Output XML Files with encoding UTF-8 using SQL Ser

2019-02-28 07:09发布

I have a query that generates XML files and loads them to FTP with <?xml version="1.0"?>.

I need to switch encoding to UTF-8 as follows:

<?xml version="1.0" encoding="utf-8"?> 

I can do it manually in the text editor. But cannot do it in SQL Server.

I also read this article but that did not contribute in finding solution for the issue.
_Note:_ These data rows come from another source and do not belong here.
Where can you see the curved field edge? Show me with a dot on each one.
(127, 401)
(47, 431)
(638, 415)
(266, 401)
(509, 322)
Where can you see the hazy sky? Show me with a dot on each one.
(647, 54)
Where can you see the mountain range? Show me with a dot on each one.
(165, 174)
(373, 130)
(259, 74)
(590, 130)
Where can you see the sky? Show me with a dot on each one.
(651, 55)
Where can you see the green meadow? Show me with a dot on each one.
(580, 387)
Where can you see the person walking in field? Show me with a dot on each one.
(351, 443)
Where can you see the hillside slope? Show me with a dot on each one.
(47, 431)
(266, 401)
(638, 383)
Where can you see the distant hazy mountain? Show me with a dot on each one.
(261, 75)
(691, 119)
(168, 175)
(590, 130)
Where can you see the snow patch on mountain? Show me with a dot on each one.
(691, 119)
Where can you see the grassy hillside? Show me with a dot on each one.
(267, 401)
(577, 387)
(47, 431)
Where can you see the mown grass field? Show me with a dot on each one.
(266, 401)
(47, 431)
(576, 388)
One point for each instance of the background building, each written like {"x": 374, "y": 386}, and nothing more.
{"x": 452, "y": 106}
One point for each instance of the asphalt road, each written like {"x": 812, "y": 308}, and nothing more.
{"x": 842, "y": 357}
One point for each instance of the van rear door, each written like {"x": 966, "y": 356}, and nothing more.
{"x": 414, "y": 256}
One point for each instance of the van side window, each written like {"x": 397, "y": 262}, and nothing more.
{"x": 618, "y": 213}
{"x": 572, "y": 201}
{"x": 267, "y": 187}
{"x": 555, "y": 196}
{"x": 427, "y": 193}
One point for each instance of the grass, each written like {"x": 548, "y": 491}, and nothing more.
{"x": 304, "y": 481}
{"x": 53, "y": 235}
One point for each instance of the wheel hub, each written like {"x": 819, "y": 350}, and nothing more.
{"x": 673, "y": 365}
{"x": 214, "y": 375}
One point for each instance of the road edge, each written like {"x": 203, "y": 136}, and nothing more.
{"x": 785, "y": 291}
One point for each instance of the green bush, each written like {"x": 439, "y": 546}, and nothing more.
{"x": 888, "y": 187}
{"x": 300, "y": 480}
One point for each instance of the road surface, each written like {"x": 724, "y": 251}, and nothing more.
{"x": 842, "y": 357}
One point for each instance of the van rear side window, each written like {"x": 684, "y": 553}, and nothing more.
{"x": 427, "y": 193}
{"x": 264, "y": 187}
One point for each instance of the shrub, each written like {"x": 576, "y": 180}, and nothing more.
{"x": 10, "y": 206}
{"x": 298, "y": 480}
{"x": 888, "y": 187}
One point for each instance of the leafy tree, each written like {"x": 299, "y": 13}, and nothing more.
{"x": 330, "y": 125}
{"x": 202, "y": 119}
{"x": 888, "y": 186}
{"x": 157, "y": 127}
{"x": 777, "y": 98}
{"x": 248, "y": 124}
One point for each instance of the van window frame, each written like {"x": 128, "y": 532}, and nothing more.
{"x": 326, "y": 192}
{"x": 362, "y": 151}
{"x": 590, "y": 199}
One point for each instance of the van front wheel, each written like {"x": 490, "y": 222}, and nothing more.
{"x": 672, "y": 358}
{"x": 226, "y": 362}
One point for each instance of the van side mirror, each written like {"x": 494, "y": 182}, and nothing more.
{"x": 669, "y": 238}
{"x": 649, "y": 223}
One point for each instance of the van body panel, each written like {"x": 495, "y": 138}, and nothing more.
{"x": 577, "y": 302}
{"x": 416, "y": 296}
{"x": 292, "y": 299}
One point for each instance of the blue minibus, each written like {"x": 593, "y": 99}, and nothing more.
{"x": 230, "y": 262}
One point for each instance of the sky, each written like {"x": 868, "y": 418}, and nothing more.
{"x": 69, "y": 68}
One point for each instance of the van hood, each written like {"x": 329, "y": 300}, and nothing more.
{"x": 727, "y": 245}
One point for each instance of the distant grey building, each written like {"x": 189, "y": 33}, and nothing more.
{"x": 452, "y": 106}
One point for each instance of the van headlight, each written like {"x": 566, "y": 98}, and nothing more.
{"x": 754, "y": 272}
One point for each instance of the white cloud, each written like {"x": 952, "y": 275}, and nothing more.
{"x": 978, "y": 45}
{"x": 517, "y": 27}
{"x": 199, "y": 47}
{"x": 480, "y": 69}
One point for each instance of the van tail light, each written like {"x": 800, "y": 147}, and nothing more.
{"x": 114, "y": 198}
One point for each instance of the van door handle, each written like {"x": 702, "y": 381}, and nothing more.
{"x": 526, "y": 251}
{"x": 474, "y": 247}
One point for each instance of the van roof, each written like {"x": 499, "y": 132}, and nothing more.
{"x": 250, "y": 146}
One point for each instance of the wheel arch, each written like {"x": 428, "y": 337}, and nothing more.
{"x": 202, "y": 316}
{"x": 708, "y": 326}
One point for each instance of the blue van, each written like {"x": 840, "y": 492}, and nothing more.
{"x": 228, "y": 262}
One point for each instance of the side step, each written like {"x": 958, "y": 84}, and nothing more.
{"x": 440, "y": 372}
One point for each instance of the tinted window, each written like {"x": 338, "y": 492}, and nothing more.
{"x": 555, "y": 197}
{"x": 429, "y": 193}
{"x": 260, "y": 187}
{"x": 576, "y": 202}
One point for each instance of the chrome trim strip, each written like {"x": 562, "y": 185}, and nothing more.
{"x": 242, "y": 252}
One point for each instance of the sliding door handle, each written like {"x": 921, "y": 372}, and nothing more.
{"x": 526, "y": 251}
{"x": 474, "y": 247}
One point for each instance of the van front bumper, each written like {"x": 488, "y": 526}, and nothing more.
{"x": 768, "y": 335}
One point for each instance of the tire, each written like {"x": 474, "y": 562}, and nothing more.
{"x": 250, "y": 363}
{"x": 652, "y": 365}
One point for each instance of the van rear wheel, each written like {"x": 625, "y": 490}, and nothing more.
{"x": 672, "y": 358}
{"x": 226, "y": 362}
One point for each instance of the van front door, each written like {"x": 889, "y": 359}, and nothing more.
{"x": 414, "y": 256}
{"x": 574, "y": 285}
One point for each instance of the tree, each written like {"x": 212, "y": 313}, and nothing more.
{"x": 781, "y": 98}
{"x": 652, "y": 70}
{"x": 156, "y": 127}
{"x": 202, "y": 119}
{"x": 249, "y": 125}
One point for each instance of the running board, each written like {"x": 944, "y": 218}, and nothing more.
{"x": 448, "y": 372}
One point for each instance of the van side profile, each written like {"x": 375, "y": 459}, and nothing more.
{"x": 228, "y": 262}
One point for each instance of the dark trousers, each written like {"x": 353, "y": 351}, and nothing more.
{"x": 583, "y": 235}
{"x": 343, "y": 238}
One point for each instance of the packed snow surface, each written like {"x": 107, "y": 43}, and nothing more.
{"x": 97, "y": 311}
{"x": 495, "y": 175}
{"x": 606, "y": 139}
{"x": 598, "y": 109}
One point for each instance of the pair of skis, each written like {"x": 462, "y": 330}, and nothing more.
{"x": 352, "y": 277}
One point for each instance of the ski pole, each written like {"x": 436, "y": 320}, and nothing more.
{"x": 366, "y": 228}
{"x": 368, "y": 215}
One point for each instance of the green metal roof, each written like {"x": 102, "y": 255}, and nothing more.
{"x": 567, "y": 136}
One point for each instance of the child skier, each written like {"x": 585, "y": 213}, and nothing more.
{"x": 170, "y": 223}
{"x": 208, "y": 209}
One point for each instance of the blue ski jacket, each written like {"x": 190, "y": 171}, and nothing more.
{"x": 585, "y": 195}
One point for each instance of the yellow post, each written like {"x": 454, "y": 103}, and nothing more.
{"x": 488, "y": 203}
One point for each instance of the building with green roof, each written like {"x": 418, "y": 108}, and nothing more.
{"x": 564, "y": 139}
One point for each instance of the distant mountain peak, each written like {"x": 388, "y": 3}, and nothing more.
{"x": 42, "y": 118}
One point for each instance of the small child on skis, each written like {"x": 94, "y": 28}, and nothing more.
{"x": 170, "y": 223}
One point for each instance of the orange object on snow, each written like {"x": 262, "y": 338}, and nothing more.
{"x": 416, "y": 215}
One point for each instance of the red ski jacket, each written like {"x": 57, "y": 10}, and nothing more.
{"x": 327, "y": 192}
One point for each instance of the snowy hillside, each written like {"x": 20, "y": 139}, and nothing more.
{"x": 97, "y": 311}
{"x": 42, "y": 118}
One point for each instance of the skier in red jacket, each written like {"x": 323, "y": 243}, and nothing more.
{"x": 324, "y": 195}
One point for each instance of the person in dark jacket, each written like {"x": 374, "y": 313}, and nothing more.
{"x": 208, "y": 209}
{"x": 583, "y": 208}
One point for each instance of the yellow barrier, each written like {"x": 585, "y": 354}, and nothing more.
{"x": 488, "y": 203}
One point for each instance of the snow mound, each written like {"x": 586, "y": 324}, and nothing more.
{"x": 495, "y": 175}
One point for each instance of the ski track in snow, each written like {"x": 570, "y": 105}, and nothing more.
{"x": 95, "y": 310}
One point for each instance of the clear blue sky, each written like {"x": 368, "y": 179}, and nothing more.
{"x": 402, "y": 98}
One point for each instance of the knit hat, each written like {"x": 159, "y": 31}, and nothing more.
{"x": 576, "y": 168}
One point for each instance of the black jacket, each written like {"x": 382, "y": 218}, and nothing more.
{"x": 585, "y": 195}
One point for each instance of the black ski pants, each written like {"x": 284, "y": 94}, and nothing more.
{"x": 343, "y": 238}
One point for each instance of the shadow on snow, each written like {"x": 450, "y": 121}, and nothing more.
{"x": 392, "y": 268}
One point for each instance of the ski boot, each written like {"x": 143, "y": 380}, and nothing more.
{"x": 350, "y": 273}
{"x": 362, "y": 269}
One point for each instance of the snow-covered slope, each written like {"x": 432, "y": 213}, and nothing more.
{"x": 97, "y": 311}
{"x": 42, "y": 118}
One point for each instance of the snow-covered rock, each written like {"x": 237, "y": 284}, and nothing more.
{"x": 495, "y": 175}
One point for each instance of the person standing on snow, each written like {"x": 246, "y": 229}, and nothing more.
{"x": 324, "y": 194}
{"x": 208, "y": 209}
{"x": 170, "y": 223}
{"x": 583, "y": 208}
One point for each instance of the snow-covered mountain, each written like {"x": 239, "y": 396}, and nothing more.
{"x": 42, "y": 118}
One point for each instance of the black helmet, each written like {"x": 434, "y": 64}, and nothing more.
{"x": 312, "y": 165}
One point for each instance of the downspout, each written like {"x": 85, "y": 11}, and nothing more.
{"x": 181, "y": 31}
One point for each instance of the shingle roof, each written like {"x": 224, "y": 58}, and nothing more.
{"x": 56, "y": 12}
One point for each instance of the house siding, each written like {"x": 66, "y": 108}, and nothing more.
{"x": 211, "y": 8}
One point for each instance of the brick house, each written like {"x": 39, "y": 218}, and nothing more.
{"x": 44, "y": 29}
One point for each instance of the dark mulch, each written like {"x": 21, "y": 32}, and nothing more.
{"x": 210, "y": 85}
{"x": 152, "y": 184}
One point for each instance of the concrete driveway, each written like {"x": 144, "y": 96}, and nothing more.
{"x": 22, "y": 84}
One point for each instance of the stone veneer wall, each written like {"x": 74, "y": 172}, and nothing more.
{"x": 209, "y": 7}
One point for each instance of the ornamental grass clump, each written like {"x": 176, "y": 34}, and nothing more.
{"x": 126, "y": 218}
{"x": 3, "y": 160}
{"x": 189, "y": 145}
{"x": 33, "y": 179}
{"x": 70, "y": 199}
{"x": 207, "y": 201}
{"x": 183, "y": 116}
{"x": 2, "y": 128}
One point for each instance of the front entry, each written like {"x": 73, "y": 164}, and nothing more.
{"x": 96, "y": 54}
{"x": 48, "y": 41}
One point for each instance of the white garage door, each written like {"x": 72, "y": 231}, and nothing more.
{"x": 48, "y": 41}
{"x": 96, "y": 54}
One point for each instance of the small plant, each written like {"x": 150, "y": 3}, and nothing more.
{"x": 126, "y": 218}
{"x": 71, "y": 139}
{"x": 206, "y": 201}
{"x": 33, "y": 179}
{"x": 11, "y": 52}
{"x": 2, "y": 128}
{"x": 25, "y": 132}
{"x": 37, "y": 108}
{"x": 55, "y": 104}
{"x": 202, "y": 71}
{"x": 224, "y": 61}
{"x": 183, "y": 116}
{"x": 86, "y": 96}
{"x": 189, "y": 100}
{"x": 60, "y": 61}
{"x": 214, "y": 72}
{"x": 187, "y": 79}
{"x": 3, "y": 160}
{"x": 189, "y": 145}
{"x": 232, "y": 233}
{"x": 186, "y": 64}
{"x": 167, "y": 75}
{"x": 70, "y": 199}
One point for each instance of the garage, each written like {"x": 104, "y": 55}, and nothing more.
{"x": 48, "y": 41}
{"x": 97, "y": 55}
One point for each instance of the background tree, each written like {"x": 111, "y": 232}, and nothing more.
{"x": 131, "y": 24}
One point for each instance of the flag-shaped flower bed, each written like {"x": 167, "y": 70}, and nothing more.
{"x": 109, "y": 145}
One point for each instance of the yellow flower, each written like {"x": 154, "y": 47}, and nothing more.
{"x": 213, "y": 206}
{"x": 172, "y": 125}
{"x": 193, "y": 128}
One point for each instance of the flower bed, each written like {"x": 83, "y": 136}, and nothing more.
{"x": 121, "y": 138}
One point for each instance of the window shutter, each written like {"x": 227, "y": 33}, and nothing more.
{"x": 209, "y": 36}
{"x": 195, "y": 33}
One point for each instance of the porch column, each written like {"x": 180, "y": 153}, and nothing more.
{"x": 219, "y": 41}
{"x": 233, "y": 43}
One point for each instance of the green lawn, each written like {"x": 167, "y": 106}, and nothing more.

https://docs.microsoft.com/en-us/sql/relational-databases/xml/create-instances-of-xml-data

enter image description here

enter image description here

My code:

USE [Audit_DBA]
GO

SET ANSI_NULLS ON
GO

SET QUOTED_IDENTIFIER ON
GO

-- to call the procedure use the code below but assign your own path: 
-- EXEC [Audit_DBA].[dbo].[StateAndLocalAward_ToXML] 'C:\NLP\Test\NewFolder'

CREATE PROCEDURE [dbo].[StateAndLocalAward_ToXML_VC]
    @FileDestinationDir VARCHAR(2000)
AS 
    DECLARE  @FilePath VARCHAR(4000)

    DECLARE @SQLStr VARCHAR(8000),
            @Cmd VARCHAR(1000),
            @Ret INT

    IF EXISTS (SELECT * FROM InputTemp.SYS.TABLES WHERE NAME = 'StateAndLocalAward_output') 
       DROP TABLE InputTemp.dbo.StateAndLocalAward_output;

    ;WITH CTE_StateAndLocalAward_output AS 
    (
        SELECT TOP 200
            sc.stateContractId,
            ca.OnviaId AS [Reference], --AS OnviaID,
            ca.contractTitle AS [Title], 
            nigp.NIGPCodeTx AS [NIPGCode],
            nigp.NIGPDescriptionLongTx AS [NIPGDescription],
            ca.Description,
            vm.parentName AS [VendorName],
            offering.offeringTx AS [PrimaryOffering],
            ca.StartDate,
            ca.AwardDt
        FROM 
            ISCore.dbo.StateContract sc WITH (NOLOCK)
        INNER JOIN 
            ISCore.dbo.ContractAward ca WITH (NOLOCK) ON sc.contractAwardId = ca.contractAwardID
        INNER JOIN 
            ISLibrary.dbo.VendorMaster vm WITH (NOLOCK) ON ca.vendorId = vm.vendorID
        LEFT OUTER JOIN 
            ISCore.dbo.CompanyProfile cp WITH (NOLOCK) ON ca.vendorId = cp.vendorId
        LEFT OUTER JOIN 
            ISCore.dbo.Offering offering WITH (NOLOCK) ON ca.offeringID = offering.offeringID
        LEFT OUTER JOIN 
            ISCore.dbo.NIGPSrvc nigp WITH (NOLOCK) ON ca.NIGPCode = nigp.NIGPCodeTx
        WHERE 
            vm.showUnverified = 1 AND sc.stateContractId = -- 464482 stateContractId
            AND StartDate >= DATEADD(month, -12, GETDATE())
    )
    SELECT 
        *
    INTO 
        InputTemp.dbo.StateAndLocalAward_output 
    FROM 
        CTE_StateAndLocalAward_output;

    --select * from InputTemp.dbo.StateAndLocalAward_output

    DECLARE @StateContractId INT;
    --DECLARE @xml XML;

    DECLARE Cur_StateAndLocalAward_StateContractId CURSOR FOR
        SELECT StateContractId
        FROM inputtemp.dbo.StateAndLocalAward_output t1 WITH (NOLOCK)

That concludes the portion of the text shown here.